After the show I went with Alexander, the theatre manager who phoned me, for a drink. Alexie had already started long before the end of the show and his going with me was much more about adding to his blood alcohol level than it was about Pod Kablukom, a deal he knew I am still sore about. But the issue was understood that if I still had interest in such things, the door to the theatre was open and there was a whole new group of actors who might be interested in having a part written for them. And, as the set and costume design was as I mentioned, I guess I had not been the only one waiting around for better times.
However, as we were getting our glasses of vodka at a bar near the old theatre, I had an interesting meeting. A woman came from behind the curtain of the bar and asked if I spoke English. I told her I did and after a few pleasantries it came out that she had lived in Idaho for ten years but had returned to Pinsk three years ago. The obvious question about why she had come back led to a story about a son who had gotten into narcotics, a situation which eventually led to her returning to the beautiful and interesting republic with her then 14-year-old daughter in tow. The problem was though that the daughter's life was being completely mishandled. When they had fist returned the girl's Russian had not been all that good- she had been four when the family immigrated. But rather than assigning her a tutor and allowing her a chance to try to cut it at her normal level, for some reason the school administration decided that they should better place her in a class with 11 and twelve year olds. The girl, Katya, is now seventeen and is not only three years older than her classmates, she is also still three years away from graduation. Interesting story.
So thinking that I might be able to do something to help, I invited her over to one of my classes. This was today. The class I invited her to has students who are about her age and my thinking is that she might possibly be able to help them with a little extra English speaking and maybe they might turn out to be a gateway back to a more rational peer group. As of the moment of course we don't know the whole story, but she was with us today and will come back next Thursday for the next session. And I will admit it is fun kind of fun speaking in Idaho English with her. I have a couple of cool Coeur d' Alane stories I like to reminisce about from time to time and for sure, Katya is from there.
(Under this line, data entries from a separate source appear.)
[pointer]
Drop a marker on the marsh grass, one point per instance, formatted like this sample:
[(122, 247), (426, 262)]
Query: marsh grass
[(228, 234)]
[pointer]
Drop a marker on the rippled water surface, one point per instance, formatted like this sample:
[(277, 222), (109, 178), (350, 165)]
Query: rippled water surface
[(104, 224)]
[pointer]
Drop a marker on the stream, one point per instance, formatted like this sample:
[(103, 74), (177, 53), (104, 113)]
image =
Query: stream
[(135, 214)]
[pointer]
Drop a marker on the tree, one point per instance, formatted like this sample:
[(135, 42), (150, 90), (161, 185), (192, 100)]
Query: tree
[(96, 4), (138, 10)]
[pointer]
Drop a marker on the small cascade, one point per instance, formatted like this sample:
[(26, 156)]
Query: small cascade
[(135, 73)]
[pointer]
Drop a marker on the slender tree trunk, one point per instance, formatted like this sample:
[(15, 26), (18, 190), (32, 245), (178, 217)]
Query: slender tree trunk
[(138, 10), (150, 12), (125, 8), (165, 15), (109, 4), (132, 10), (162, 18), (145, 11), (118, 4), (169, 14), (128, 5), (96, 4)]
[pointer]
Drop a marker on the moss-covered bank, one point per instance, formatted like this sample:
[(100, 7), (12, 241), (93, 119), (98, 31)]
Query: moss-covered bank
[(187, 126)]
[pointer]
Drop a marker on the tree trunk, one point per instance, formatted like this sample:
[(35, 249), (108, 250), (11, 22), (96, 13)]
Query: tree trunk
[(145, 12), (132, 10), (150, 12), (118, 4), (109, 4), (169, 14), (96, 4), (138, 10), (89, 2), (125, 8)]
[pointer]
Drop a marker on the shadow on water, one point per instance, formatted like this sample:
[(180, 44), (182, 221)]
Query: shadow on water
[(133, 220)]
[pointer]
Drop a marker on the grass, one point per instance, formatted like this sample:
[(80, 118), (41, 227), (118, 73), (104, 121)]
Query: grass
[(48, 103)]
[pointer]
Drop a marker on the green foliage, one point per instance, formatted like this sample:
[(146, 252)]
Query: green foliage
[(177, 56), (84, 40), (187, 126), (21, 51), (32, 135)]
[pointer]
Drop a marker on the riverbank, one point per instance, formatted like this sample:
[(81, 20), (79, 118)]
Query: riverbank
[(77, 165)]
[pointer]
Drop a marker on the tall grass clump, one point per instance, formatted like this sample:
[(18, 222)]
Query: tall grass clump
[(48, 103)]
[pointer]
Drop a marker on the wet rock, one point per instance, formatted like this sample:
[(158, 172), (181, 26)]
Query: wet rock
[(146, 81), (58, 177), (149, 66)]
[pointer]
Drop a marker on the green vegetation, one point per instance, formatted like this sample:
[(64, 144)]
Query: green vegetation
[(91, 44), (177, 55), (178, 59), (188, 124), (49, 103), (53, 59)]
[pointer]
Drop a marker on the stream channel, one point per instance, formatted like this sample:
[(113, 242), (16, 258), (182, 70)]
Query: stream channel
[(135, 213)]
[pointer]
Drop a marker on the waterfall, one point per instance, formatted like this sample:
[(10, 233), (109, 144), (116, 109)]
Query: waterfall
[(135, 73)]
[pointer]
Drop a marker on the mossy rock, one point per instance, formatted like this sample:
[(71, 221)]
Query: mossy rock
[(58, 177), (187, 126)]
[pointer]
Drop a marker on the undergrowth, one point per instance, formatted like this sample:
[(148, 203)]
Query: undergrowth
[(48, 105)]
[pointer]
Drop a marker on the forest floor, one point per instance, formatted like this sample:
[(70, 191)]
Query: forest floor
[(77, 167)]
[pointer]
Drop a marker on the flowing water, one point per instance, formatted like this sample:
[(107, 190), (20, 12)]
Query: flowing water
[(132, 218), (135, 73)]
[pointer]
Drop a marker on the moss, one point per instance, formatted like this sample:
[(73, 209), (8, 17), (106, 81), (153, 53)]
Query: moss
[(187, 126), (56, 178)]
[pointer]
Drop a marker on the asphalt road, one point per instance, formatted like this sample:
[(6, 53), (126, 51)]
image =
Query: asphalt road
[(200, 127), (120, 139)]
Anyway, that's the news from Pinsk these days. I am trying to work it out about what I am going to do with this blog. I have become a bit ambivalent lately in a lot of ways and the reasons for this have been on my mind quite a lot. I know what I wanted in the beginning and it is not like I don't care or feel anything, but the situation and the passage of time has got me thinking hard. Of course I also need to finish the cake story and probably I really should go through it at least once about my road to this very good job I have now so it is not like I can just stop writing. But the truth is that as of the moment I really do have something better to do. And I do love what I am doing right now. You have to know this: I do love it. But in any case, let's take things one step at a time.